Lenders will first likely ask you for information, such as name, address, university and degree, total student loan debt, current income and monthly housing payment and implement a soft credit check that won’t impact your credit score to determine what interest rate you’ll receive.
Before refinancing loans, it’s important to compare them and browse refinancing options. Here are five suggestions of companies to check out to refinance your loans. Remember, the interest rate you get will vary depending on the results of the soft credit check.
- SoFi offers fixed interest rates of 5.34%-9.99% APR, and variable interest rates of 6.24%-9.99% APR.
- LendKey offers fixed interest rates as low as 5.24% APR, and variable interest rates as low as 5.54% APR.
- Laurel Road offers a 4.97% variable APR when you open a Laurel Road Linked Checking account.
- Splash Financial financing options start at a 4.99% fixed APR.
- Earnest offers fixed loans from 4.96% APR (including their 0.25% Auto Pay discount) and variable from 5.72% APR (including 0.25% Auto Pay discount).
There is no limit to the number of times you can refinance your student loans, although multiple refinances can negatively impact your credit.
4. Use income driven repayment plans
One way to pay off your student debt is through an Income Driven Repayment (IDR) plan. Monthly IDR payments are usually made as a percentage of your discretionary income. Repayment plans need to be recertified yearly by updating family size and income. By the end of the repayment period in an IDR plan, any remaining balance is forgiven.
There are four different types of IDR plans.

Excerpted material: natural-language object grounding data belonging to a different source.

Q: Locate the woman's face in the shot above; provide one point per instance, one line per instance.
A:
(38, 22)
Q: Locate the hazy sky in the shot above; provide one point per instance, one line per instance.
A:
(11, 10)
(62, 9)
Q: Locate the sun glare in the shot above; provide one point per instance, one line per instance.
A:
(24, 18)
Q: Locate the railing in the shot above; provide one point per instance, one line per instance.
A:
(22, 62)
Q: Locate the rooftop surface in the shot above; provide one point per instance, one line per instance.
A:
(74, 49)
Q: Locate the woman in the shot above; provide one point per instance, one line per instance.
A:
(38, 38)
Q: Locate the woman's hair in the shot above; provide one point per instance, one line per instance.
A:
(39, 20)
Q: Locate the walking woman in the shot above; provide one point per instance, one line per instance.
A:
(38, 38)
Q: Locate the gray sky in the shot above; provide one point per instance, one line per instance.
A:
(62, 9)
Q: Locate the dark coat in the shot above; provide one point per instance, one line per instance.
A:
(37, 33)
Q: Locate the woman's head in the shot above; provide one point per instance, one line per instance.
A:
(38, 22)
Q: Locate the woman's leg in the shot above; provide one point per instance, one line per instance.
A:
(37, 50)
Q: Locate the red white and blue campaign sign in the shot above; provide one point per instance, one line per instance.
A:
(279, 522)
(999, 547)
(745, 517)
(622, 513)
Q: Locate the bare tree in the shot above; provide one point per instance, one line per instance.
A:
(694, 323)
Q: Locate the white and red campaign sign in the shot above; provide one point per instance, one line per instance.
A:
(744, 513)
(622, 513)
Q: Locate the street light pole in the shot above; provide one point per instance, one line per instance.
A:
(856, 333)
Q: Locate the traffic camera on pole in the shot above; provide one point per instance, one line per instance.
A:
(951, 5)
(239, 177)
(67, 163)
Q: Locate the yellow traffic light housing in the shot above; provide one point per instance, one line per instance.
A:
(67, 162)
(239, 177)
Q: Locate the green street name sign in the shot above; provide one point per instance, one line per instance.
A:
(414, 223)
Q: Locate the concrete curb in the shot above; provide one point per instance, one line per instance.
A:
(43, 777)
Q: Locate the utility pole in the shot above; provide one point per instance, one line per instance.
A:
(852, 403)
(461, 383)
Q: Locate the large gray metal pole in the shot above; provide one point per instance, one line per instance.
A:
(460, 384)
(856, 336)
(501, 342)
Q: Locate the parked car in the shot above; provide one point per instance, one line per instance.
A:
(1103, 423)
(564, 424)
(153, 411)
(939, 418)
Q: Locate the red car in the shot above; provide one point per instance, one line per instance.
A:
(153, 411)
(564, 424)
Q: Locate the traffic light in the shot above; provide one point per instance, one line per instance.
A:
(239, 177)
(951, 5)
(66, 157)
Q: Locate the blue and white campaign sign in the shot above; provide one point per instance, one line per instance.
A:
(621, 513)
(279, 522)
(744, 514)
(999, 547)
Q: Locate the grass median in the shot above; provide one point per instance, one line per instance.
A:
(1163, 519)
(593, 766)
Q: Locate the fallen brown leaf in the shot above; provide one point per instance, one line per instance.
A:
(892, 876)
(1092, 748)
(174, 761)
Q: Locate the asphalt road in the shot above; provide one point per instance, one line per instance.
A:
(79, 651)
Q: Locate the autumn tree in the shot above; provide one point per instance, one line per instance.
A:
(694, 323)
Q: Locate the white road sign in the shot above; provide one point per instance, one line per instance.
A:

- Saving on a Valuable Education (SAVE) Plan—formerly the REPAYE Plan
- Pay As You Earn (PAYE) Repayment Plan
- Income-Based Repayment (IBR) Plan
- Income-Contingent Repayment (ICR) Plan
There are no new enrollments for the PAYE plan, and new enrollments for the ICR plan are stopped as of July 1, 2024, with two exceptions—people who submitted applications before July 1, and borrowers with a consolidation loan that repaid a parent PLUS loan. To be eligible for the IBR plan, you must demonstrate partial financial hardship, which means that you may only be eligible for the SAVE plan.
The SAVE plan has monthly payments of 5% of income for undergraduate only borrowers. As a locum tenens with graduate loans as well, your repayments will likely be at a weighted average between 5% and 10% of your income. The repayment period for SAVE plans is 20 years for those with only undergraduate debt, but as a locum tenens with graduate loans as well, your repayment period will be 25 years.
Try out the loan simulator to estimate your student loan repayments under different types of plans to find the option that works best for you.
5. Am I eligible for PSLF as a locum?
You may have heard that locum tenens are not eligible for the Public Service Loan Forgiveness program. While full time locums are not, if you have a full time job through a non-profit 501(c)(3) or governmental employer and do part time locum work, you can still be eligible for the PSLF.
To qualify for PSLF loan forgiveness, clinicians must have made 120 on-time monthly payments in an eligible program, such as an Income Driven Repayment (IDR) program before applying for up to 100% loan forgiveness. They also must work at least 30 hours per week at a non-profit 501(c)(3) or governmental employer.
If you work for an eligible employer for two years, work as a full time locum for two years, then work with an eligible employer for eight years, you can still qualify for the PSLF, which does not require payments to be consecutive.